Mr Nawaz said he was “delighted and grateful” for the promise of a new bridge, and that his “discreet approach” had paid dividends.
Cllr Holdich confirmed that the pedestrian crossings and extra lanes will still be installed as the council has received funding for them, while a £250,000 feasibility study, funded by the Cambridgeshire and Peterborough Combined Authority, which will look at potential replacement bridges, will begin next year.
A council working group will then look at the costings.
Labour member Cllr Richard Ferris welcomed the news about a replacement bridge and praised Mr Nawaz, campaigner Nyree Ambarchian, as well as Sustrans and the Peterborough Cycle Forum.
But he said he “did not get the logic” of going ahead with the pedestrian crossings, adding: “Some people will take a chance with them. I do not get the idea to mix motorists, pedestrians and cyclists.
Cllr Ferris also warned that while he took Cllr Holdich by his word, he would be “all over it” to make sure he kept it.
Structural and civil engineers met earlier this month to discuss the future of Rhubarb Bridge.
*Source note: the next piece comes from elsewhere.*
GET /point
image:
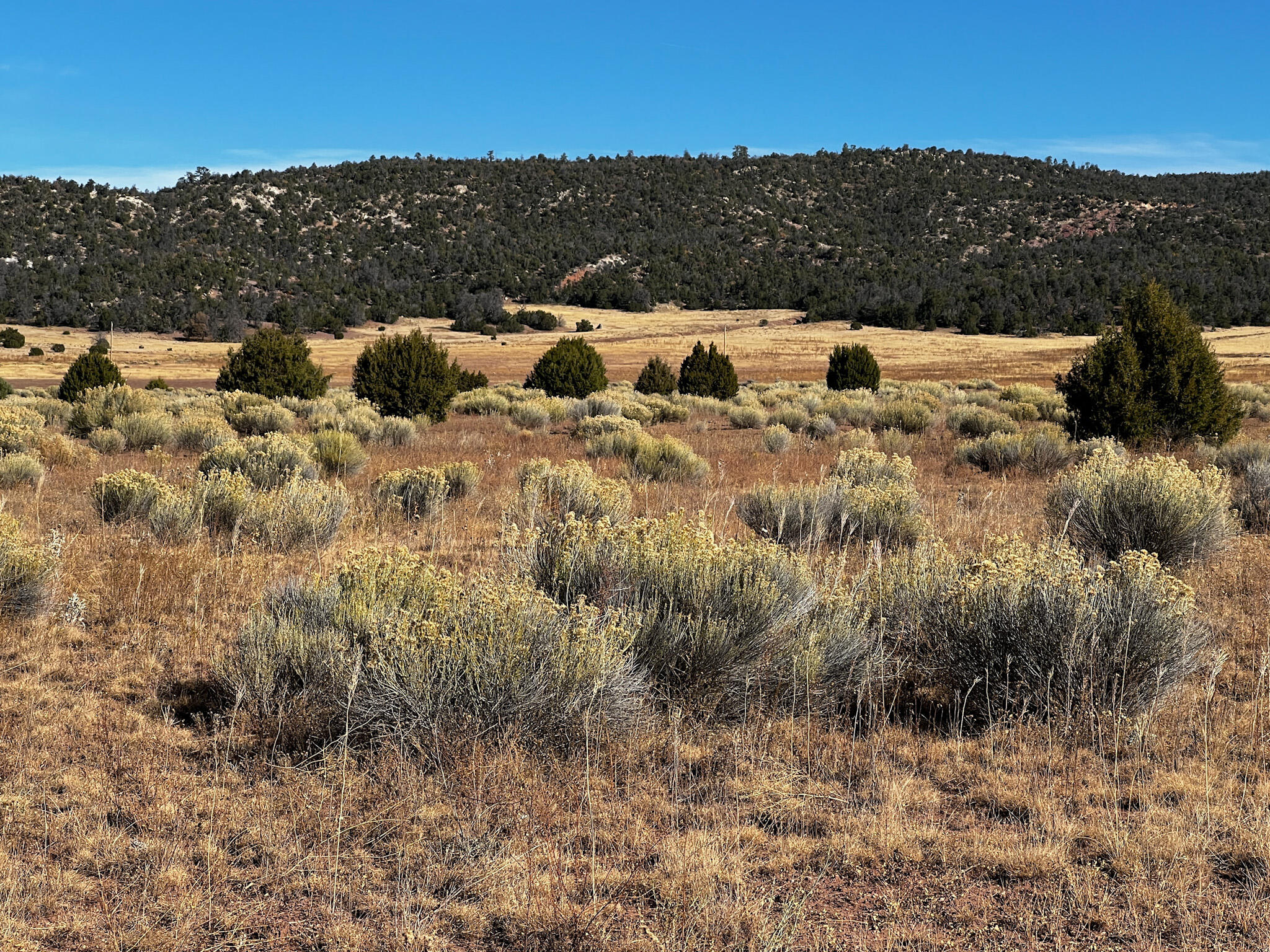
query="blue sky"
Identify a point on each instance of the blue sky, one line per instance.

Following the meeting, the Save Rhubarb Bridge campaign said the expert consensus was that only the bridge’s pillars needed repairs, but that this could be done “with relatively little cost and disruption.”
It added: “We think the existing structure is fit for the future as long as repairs to the uprights are carried out. It is our belief that the repairs can be carried out without disruption to users and there is no need for the at-grade crossings”.